Administrador, pós-graduado em Planejamento Operativo, já atuou na administração pública federal, estadual e municipal


Coletivos de CG – choradeira… ou dificuldade?!

No título destes escritos preferimos introduzir a palavra “dificuldade” no lugar de “falência”, esta muito repetida, durante estes recentes dias, no noticiário relativo ao transporte coletivo de Campina Grande. “Falência” realmente é uma palavra que, tanto no aspecto econômico quanto no jurídico, causa maior impacto, muito mais, mesmo, que “dificuldade”, “déficit” ou “desequilíbrio financeiro”.

Mas, fato é que, conforme o noticiário, “a situação enfrentada pelas empresas de transporte coletivo de Campina Grande é de tal magnitude que não tem conseguido cumprir as obrigações trabalhistas básicas, principalmente a de folha de pessoal”. Neste noticiário também foi veiculado que, face ao atraso no pagamento da folha mensal e de outros benefícios dos funcionários, os operadores desse serviço (tão essencial à população) fizeram paralisação por tempo determinado e prometem repeti-la se a situação não for regularizada.

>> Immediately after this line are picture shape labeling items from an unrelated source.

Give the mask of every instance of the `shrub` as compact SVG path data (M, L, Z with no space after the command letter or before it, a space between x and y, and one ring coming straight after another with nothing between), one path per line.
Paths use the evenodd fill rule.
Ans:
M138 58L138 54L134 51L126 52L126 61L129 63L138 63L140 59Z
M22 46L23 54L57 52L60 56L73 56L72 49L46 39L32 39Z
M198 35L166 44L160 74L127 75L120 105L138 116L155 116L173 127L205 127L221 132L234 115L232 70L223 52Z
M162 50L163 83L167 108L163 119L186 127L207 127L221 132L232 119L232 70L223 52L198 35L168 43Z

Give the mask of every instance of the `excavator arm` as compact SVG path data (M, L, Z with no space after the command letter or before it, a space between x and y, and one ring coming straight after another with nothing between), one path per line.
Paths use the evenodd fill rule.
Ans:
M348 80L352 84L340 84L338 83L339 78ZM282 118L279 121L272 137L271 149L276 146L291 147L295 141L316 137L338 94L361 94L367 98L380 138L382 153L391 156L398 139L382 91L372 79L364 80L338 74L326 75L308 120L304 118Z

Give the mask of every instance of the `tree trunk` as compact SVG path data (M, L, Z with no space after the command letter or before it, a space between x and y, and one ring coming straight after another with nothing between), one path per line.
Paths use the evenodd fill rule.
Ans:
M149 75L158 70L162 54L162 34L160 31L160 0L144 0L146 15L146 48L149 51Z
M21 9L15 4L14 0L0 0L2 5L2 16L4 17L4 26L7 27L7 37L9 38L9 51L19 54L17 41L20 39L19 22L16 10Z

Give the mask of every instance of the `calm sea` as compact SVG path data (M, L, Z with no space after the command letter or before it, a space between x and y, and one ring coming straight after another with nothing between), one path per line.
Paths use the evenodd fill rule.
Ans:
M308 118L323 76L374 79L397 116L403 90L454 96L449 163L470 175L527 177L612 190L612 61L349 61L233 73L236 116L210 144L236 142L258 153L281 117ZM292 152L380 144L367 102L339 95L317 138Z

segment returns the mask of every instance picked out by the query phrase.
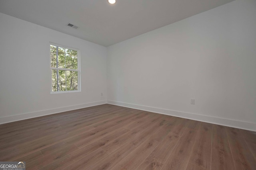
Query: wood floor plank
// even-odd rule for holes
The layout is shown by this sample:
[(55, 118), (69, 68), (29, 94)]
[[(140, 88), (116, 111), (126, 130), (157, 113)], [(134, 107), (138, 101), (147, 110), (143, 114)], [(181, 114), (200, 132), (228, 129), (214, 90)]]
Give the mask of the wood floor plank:
[(256, 160), (247, 147), (241, 132), (236, 128), (226, 127), (226, 129), (236, 169), (256, 169)]
[(0, 160), (33, 170), (255, 170), (256, 132), (106, 104), (0, 125)]
[[(214, 169), (216, 170), (221, 170), (221, 169)], [(230, 169), (231, 170), (232, 169)], [(188, 166), (186, 170), (205, 170), (205, 169), (202, 168), (200, 166), (198, 166), (197, 165), (195, 165), (192, 163), (188, 162)]]
[(177, 135), (170, 133), (144, 160), (138, 170), (160, 170), (172, 153), (180, 138)]
[(212, 125), (202, 122), (189, 162), (205, 170), (211, 168)]
[(224, 126), (212, 125), (212, 170), (235, 169)]
[(184, 131), (162, 170), (185, 170), (187, 167), (198, 131), (187, 128)]
[(109, 154), (103, 159), (98, 160), (98, 162), (92, 165), (87, 163), (85, 165), (84, 161), (80, 161), (79, 162), (74, 164), (75, 166), (71, 165), (71, 166), (74, 166), (70, 169), (74, 170), (81, 169), (83, 168), (91, 170), (111, 170), (112, 166), (115, 166), (125, 158), (136, 147), (127, 143), (114, 152)]
[(138, 147), (125, 158), (112, 168), (112, 170), (136, 169), (152, 152), (159, 143), (148, 139)]

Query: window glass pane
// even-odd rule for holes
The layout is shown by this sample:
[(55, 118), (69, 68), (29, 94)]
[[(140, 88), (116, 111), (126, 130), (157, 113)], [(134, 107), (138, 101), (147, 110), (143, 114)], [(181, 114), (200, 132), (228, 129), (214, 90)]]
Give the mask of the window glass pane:
[(52, 92), (57, 92), (57, 70), (52, 70)]
[(57, 74), (59, 76), (59, 91), (66, 91), (66, 71), (63, 70), (57, 70)]
[(74, 71), (66, 71), (67, 90), (78, 90), (78, 72)]
[(64, 48), (58, 47), (58, 68), (65, 68), (65, 51)]
[(51, 52), (51, 67), (56, 67), (56, 46), (50, 45)]
[(66, 49), (66, 68), (68, 69), (77, 69), (77, 51)]

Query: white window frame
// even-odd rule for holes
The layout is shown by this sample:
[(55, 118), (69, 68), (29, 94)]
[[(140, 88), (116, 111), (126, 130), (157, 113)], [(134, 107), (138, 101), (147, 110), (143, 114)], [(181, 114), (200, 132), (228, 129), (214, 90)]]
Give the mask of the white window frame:
[[(75, 50), (77, 51), (77, 70), (68, 69), (68, 68), (58, 68), (56, 69), (52, 67), (51, 66), (51, 51), (50, 51), (50, 45), (54, 45), (60, 47), (65, 48), (66, 49), (70, 49), (72, 50)], [(52, 43), (51, 42), (49, 42), (49, 64), (50, 64), (50, 93), (51, 94), (60, 94), (62, 93), (73, 93), (76, 92), (81, 92), (81, 71), (80, 71), (80, 50), (79, 49), (76, 49), (73, 47), (69, 47), (66, 46), (65, 45), (60, 45), (56, 43)], [(68, 91), (59, 91), (57, 92), (52, 91), (52, 70), (63, 70), (68, 71), (75, 71), (78, 72), (78, 90), (68, 90)]]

Qual o empresário, seja de qual for o ramo, deixa de pagar a folha de seus funcionários tendo recursos financeiros para tal?!… Claro que quando não faz o pagamento com a regularidade exigida é porque está faltando dinheiro, ou seja, o que arrecadou não foi suficiente para quitar as despesas operacionais. E, pela responsabilidade e consciência empresarial, há empresários que até recorrem a bancos para complementar esse pagamento salarial… mas não pode assim fazer todos os meses, senão vai apressar a chamada “falência”, mesmo!

Porém, a partir da avaliação feita por alguns funcionários, especialmente atuantes no Sindicato dos Operadores, “isso é choradeira de empresários”. Indescritível essa avaliação – e não só no segmento do transporte coletivo – que se faz em relação aos empresários. Muito se confunde o patrimônio que se tem para a prestação do serviço, com a disponibilidade financeira. Na avaliação desses que dizem que os empresários estariam com choradeira, a arrecadação parece ser sempre maior que aquela real. Não se avalia, por exemplo, como declarado pelo superintendente do Sindicato das Empresas, administrador Anchieta Bernardino, que 40% dos que usam o transporte coletivo de Campina Grande correspondem a gratuidade total (Passe Livre) ou gratuidade parcial (Passe Estudantil). E por assim não se avaliar, quando essas pessoas (errôneas avaliadoras) veem um ônibus, por exemplo, com 40 passageiros, a conta que fazem é a de multiplicação daqueles 40 pelo valor da tarifa inteira. E não é assim: como já dito, 40% dos passageiros têm algum tipo de gratuidade.

Pra concluir, precisamos enfatizar que essa crise no transporte coletivo está acontecendo nas cidades brasileiras, no geral, havendo raríssimas exceções. E estas exceções correspondem a governos que realmente priorizam o transporte coletivo, seja com uma infraestrutura adequada para a circulação dos veículos, seja com uma fiscalização eficiente contra o transporte clandestino, seja com a seriedade técnica (e não demagogia política) na fixação da tarifa, inclusive em relação a esta fazendo isenções tributárias ou concedendo subsídios.